On 5/31/23 04:22, Ard Biesheuvel wrote:
Use the host native instructions to implement the AES instructions
exposed by the emulated target. The mapping is not 1:1, so it requires a
bit of fiddling to get the right result.
This is still RFC material - the current approach feels too ad-hoc, but
given the non-1:1 correspondence, doing a proper abstraction is rather
difficult.
Changes since v1/RFC:
- add second patch to implement x86 AES instructions on ARM hosts - this
helps illustrate what an abstraction should cover.
- use cpuinfo framework to detect host support for AES instructions.

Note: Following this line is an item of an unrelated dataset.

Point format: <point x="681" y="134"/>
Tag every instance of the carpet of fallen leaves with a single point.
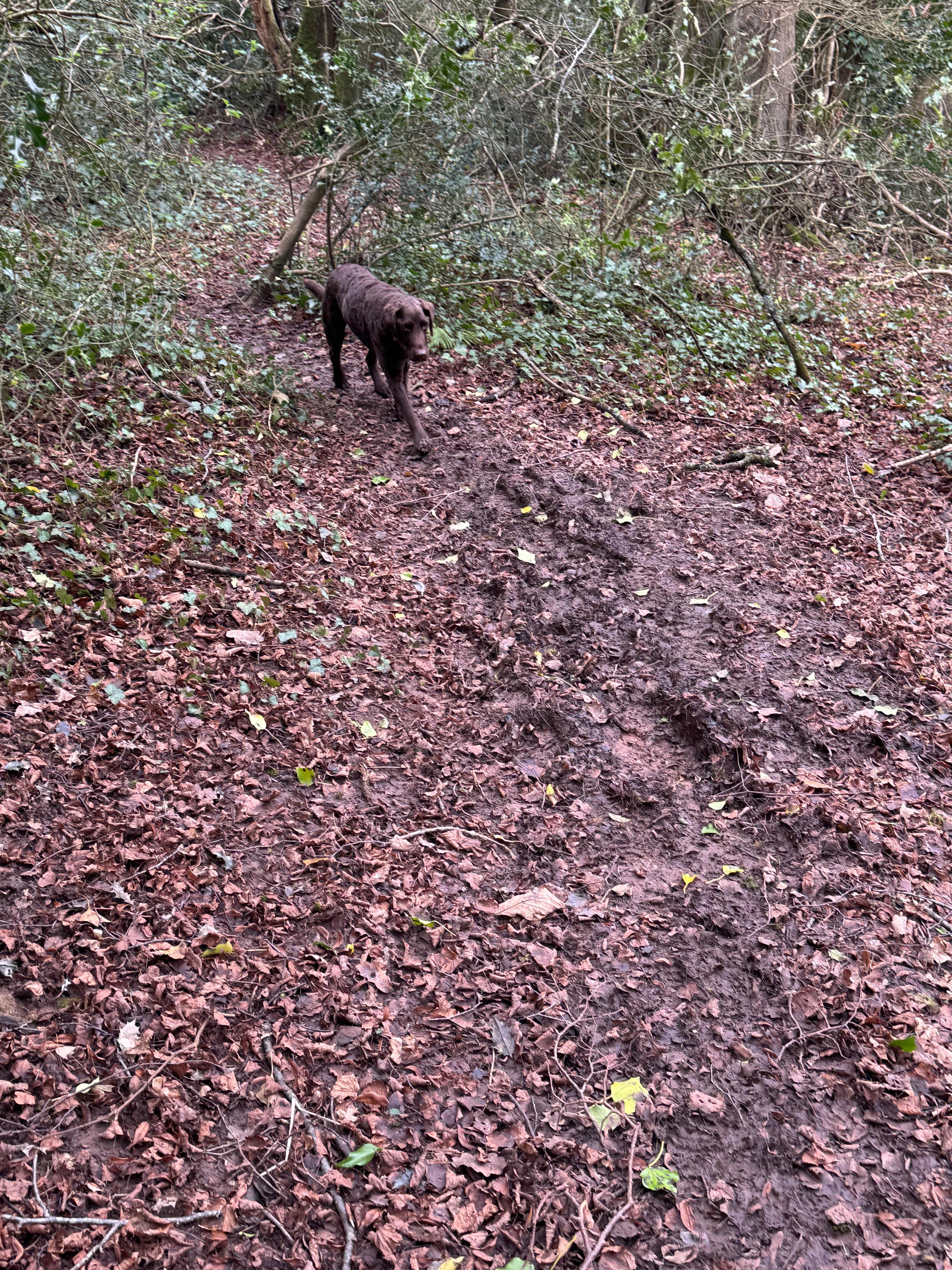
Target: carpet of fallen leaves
<point x="484" y="785"/>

- implement ARM aesimc using x86 aesimc directly
Patch #1 produces a 1.5-2x speedup in tests using the Linux kernel's
tcrypt benchmark (mode=500)
Patch #2 produces a 2-3x speedup. The discrepancy is most likely due to
the fact that ARM uses two instructions to implement a single AES round,
whereas x86 only uses one.
Thanks. I spent some time yesterday looking at this, with an encrypted disk test case and
could only measure 0.6% and 0.5% for total overhead of decrypt and encrypt respectively.
As for the design of an abstraction: I imagine we could introduce a
host/aes.h API that implements some building blocks that the TCG helper
implementation could use.
Indeed. I was considering interfaces like
/* Perform SubBytes + ShiftRows on state. */
Int128 aesenc_SB_SR(Int128 state);
/* Perform MixColumns on state. */
Int128 aesenc_MC(Int128 state);
/* Perform SubBytes + ShiftRows + MixColumns on state. */
Int128 aesenc_SB_SR_MC(Int128 state);
/* Perform SubBytes + ShiftRows + MixColumns + AddRoundKey. */
Int128 aesenc_SB_SR_MC_AK(Int128 state, Int128 roundkey);
and so forth for aesdec as well. All but aesenc_MC should be implementable on x86 and
Power7, and all of them on aarch64.
I suppose it really depends on whether there is a third host
architecture that could make use of this, and how its AES instructions
map onto the primitive AES ops above.
There is Power6 (v{,n}cipher{,last}) and RISC-V Zkn (aes64{es,esm,ds,dsm,im})
I got hung up yesterday was understanding the different endian requirements of
x86 vs Power.
ppc64:
asm("lxvd2x 32,0,%1;"
"lxvd2x 33,0,%2;"
"vcipher 0,0,1;"
"stxvd2x 32,0,%0"
: : "r"(o), "r"(i), "r"(k), : "memory", "v0", "v1", "v2");
ppc64le:
unsigned char le[16] = {8,9,10,11,12,13,14,15,0,1,2,3,4,5,6,7};
asm("lxvd2x 32,0,%1;"
"lxvd2x 33,0,%2;"
"lxvd2x 34,0,%3;"
"vperm 0,0,0,2;"
"vperm 1,1,1,2;"
"vcipher 0,0,1;"
"vperm 0,0,0,2;"
"stxvd2x 32,0,%0"
: : "r"(o), "r"(i), "r"(k), "r"(le) : "memory", "v0", "v1", "v2");
There are also differences in their AES_Te* based C routines as well, which made me wonder
if we are handling host endianness differences correctly in emulation right now. I think
I should most definitely add some generic-ish tests for this...
r~